Now folks, I came here this morning to tell you that Christ is born. I believe it with my whole heart. Alleluia! Absolutely! Christ is here. But if there is one little smidgen of doubt in you, one little suspicion of I am not sure; if there is some part of you that says I want to see Jesus but I haven't; if there is one part of you that says I have met a gardener, and a teacher along the way, and some people hungry, thirsty, strangers, naked, sick, and prisoners, but not Jesus. I haven't seen this new born Jesus. Before you give up, let me say to you, "there is one among you whom you do not know."

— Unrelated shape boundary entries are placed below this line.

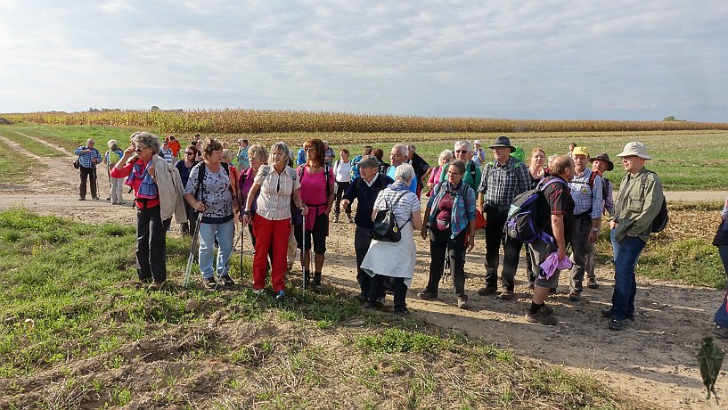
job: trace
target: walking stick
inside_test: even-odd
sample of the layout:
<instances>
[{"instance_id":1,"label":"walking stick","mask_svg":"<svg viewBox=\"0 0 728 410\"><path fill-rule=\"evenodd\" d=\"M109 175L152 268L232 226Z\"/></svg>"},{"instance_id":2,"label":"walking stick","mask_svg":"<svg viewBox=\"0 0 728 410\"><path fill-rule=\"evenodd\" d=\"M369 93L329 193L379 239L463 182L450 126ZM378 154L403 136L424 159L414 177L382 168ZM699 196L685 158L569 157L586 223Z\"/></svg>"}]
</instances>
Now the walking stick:
<instances>
[{"instance_id":1,"label":"walking stick","mask_svg":"<svg viewBox=\"0 0 728 410\"><path fill-rule=\"evenodd\" d=\"M194 230L194 236L192 236L192 242L190 243L190 254L187 256L187 267L184 269L184 279L182 281L182 286L187 287L190 283L190 275L192 271L192 263L194 262L194 256L192 252L194 252L194 245L197 242L197 238L200 237L200 224L202 223L202 212L200 212L200 215L197 217L197 223L195 224L195 230Z\"/></svg>"}]
</instances>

It's probably been over twenty years since I first went to the Kirkridge retreat center in the Poconos. They have a copy of a well known print in their dining room. A silhouetted line of men stand in what appears to be a soup line. Some are bedraggled, bent over. One might be drunk. You see the stubble of uncut beards on their faces. One silhouette has long hair and a beard, a blanket draped around his shoulders, or is he wearing a robe? Then the light shines just a little differently behind his head. Is it a halo? Behind the head of the man in the soup kitchen line?

There is one among you whom you do not know.

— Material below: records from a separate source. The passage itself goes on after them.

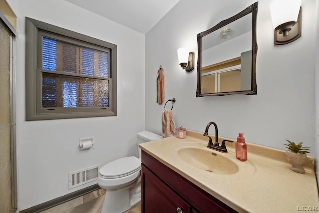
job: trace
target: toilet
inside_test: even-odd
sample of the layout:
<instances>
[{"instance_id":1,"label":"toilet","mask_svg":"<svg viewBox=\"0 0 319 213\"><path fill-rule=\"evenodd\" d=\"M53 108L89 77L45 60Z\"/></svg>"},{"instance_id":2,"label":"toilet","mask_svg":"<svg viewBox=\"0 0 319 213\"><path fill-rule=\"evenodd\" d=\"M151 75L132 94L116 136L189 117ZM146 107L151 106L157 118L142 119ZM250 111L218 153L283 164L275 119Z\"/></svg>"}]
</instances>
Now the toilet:
<instances>
[{"instance_id":1,"label":"toilet","mask_svg":"<svg viewBox=\"0 0 319 213\"><path fill-rule=\"evenodd\" d=\"M143 131L137 134L137 145L162 138L160 135ZM106 189L101 213L122 213L140 201L141 149L138 149L139 158L120 158L99 170L98 184Z\"/></svg>"}]
</instances>

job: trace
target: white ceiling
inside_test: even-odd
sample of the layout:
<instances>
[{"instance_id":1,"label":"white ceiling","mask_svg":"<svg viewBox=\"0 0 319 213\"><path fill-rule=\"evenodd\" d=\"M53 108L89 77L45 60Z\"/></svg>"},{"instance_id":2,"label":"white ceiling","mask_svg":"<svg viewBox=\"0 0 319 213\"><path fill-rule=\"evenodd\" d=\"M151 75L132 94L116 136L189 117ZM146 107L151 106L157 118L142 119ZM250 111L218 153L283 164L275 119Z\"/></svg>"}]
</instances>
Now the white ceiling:
<instances>
[{"instance_id":1,"label":"white ceiling","mask_svg":"<svg viewBox=\"0 0 319 213\"><path fill-rule=\"evenodd\" d=\"M65 0L143 34L180 0Z\"/></svg>"}]
</instances>

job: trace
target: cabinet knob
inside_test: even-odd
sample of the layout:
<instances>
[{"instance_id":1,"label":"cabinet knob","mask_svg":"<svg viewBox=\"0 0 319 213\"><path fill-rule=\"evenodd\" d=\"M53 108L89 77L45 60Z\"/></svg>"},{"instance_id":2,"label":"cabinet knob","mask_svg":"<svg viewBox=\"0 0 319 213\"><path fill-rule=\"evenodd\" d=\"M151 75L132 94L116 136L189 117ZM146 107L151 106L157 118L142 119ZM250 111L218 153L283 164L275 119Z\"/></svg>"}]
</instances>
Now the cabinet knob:
<instances>
[{"instance_id":1,"label":"cabinet knob","mask_svg":"<svg viewBox=\"0 0 319 213\"><path fill-rule=\"evenodd\" d=\"M177 207L177 213L183 213L183 209L179 207Z\"/></svg>"}]
</instances>

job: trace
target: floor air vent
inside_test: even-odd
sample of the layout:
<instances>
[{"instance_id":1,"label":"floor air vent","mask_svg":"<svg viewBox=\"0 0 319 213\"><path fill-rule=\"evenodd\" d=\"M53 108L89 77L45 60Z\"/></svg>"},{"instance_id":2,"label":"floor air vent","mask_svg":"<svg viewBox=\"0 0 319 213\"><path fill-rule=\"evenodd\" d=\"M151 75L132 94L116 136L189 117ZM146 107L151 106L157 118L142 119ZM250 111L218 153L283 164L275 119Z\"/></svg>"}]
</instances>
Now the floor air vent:
<instances>
[{"instance_id":1,"label":"floor air vent","mask_svg":"<svg viewBox=\"0 0 319 213\"><path fill-rule=\"evenodd\" d=\"M99 165L69 173L69 189L97 180Z\"/></svg>"}]
</instances>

Dorothy Day has been a heroine to many of us. I hope you know of her life serving the poor in New York City. Perchance you have seen a copy of the paper she started, the Catholic Worker. She says,

"…now it is with the voice of our contemporaries that [Jesus] speaks, with the eyes of store clerks, factory workers, and children that he gazes; with the hands of office workers, slum dwellers, and suburban housewives that he gives. It is with the feet of soldiers and tramps that he walks, and with the heart of anyone in need that he longs for shelter. And giving shelter or food to anyone who asks for it, or needs it, is giving it to Christ." 1

So, I really think Christ is here. Christ has come. Look around. Or are you unsure? There is one among you whom you do not know.

Merry Christmas.

Amen.

1 - Day, Dorothy, "Room for Christ," Watch for the Light, (Plough Publishing House, Farmington, PA, 2001), unnumbered pages.